Ed è qui che l’aneddotica si fa irresistibile: perché resta negli annali il racconto di quando alcuni esponenti pentastellati, una volta al governo, bussarono al portone di via Nazionale. Non per una visita di cortesia, ma per vedere l’oro con i propri occhi. Volevano toccare i lingotti, verificarne l’esistenza, e pare che qualcuno abbia chiesto – con genuina incredulità – se fossero veri o solo pezzi di ferro placcati. Scene che sembrano uscite da un film di Monicelli, ma con badge, guardie armate e porte blindate. All’epoca si rise molto. Oggi meno: perché la questione dell’oro è tornata a essere tremendamente seria.
Quando l’oro fece la storia
La storia, del resto, spiega tutto. Nel 1934, negli Stati Uniti, una legge trasferì l’oro dalla Federal Reserve al Tesoro. In Italia, prima della guerra, la riserva superava le 561 tonnellate, ma nel 1940, con l’ingresso nel conflitto, era già scesa a 106. Dopo l’armistizio del 1943, gran parte dell’oro fu requisita dai tedeschi: 92 tonnellate finirono a Fortezza, in Alto Adige, e solo nel 1945 tornarono a Roma grazie agli alleati.
Poi arrivò il miracolo economico. L’Italia esportava, incassava valuta e la trasformava in lingotti. Paolo Baffi, nel 1953, intuì che l’espansione globale avrebbe reso l’oro scarso e prezioso. Guido Carli, diventato governatore nel 1960, gli diede retta. Quando il prezzo a Londra cominciò a salire, a Palazzo Koch si comprava. Così tanto da preoccupare gli Stati Uniti, che invitarono gentilmente a rallentare. Invito respinto. Nel 1973, alla vigilia della crisi petrolifera, l’Italia aveva accumulato 2.565 tonnellate.
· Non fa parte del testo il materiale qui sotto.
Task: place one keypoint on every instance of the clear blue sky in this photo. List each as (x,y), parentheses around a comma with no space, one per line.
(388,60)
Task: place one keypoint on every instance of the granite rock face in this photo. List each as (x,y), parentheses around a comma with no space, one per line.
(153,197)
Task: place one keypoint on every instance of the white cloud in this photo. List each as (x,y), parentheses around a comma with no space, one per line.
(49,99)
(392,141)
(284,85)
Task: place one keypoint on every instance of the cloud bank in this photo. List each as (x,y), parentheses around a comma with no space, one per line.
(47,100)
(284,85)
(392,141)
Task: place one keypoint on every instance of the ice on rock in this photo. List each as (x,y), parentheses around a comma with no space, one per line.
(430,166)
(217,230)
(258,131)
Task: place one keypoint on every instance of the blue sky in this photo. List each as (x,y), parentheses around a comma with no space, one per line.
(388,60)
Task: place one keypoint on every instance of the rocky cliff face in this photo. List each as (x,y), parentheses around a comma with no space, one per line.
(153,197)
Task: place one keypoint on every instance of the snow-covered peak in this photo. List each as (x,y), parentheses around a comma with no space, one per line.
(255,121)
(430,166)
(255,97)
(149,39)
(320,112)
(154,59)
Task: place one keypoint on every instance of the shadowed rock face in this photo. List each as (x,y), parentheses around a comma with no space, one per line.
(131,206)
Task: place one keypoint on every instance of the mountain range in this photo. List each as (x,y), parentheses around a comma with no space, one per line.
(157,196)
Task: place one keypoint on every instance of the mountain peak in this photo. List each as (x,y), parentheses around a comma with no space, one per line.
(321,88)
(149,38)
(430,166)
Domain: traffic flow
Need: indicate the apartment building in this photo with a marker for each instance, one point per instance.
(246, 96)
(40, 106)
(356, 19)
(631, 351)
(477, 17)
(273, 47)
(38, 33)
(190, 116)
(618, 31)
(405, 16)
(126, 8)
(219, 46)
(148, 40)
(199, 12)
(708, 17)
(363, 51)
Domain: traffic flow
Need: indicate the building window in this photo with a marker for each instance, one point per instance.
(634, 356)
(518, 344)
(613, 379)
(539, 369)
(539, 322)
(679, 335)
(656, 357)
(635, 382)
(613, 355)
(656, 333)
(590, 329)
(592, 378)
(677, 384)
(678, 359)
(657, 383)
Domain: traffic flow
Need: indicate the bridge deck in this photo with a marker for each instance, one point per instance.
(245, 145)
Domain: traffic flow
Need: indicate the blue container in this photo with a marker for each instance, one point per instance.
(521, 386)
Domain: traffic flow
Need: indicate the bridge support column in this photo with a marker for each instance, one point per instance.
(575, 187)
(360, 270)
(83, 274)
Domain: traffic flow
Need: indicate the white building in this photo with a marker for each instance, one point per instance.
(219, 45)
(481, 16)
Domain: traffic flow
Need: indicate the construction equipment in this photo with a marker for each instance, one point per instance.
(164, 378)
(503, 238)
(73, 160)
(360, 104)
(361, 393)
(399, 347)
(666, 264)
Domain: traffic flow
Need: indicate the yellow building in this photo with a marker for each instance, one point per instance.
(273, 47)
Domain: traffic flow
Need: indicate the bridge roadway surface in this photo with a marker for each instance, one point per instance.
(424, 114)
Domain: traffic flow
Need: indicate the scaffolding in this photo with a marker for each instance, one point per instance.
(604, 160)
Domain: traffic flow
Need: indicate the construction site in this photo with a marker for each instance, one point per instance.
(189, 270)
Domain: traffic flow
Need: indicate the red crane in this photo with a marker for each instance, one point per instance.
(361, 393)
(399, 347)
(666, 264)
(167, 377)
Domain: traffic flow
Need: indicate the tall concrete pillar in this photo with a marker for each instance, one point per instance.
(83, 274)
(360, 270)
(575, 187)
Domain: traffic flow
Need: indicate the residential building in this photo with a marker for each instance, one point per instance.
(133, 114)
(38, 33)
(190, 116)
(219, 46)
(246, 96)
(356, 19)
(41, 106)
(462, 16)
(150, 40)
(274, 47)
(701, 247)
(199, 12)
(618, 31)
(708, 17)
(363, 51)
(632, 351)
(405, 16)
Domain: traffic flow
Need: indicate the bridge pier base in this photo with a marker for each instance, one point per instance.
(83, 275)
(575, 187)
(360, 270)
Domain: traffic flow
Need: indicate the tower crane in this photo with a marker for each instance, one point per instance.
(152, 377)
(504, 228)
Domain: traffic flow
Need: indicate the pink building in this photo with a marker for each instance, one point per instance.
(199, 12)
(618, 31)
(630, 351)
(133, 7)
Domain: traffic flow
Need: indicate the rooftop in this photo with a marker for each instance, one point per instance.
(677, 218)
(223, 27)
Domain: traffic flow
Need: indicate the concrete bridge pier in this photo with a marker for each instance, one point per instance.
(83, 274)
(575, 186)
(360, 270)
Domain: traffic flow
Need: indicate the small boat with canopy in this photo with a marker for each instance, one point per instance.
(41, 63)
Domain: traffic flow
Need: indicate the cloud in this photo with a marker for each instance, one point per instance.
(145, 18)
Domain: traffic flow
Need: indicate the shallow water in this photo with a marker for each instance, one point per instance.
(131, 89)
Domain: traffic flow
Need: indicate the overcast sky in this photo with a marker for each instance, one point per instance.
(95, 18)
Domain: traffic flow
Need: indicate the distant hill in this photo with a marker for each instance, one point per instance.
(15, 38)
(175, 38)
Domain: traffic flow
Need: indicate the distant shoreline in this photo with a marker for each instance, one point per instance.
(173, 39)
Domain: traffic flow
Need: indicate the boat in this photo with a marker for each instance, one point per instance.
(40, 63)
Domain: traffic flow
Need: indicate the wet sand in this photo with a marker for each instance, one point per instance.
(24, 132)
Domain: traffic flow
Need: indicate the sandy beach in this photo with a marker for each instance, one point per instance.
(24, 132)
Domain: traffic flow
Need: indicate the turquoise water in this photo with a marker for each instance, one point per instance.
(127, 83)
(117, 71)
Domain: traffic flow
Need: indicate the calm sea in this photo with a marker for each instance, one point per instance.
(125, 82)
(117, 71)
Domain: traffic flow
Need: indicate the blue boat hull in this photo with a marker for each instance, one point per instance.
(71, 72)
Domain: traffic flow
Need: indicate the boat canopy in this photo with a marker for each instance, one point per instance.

Poi la lira entrò in crisi e nel 1976 il governo Andreotti chiese aiuto alla Germania. La Bundesbank accettò, ma pretese 543 tonnellate come garanzia. L’oro viaggiò verso Francoforte su treni blindati. Anni dopo tornò indietro. Ma non tutto come prima: su molti lingotti restò impressa l’aquila tedesca, la Bundesadler. Uno sgarbo sanguinoso, un’affermazione di potenza economica e quasi disprezzo per i soliti italiani che racconta meglio di mille saggi cosa significa dipendere dagli altri.
Ecco perché l’oro della Banca d’Italia non si tocca. Perché è memoria, sovranità, assicurazione sulla vita di un Paese. È un tesoro che fa sorridere, discutere, fantasticare. Ma che, alla fine, resta lì: pesante, silenzioso, luccicante. E terribilmente serio. Anche quando qualcuno prova a prenderlo alla leggera.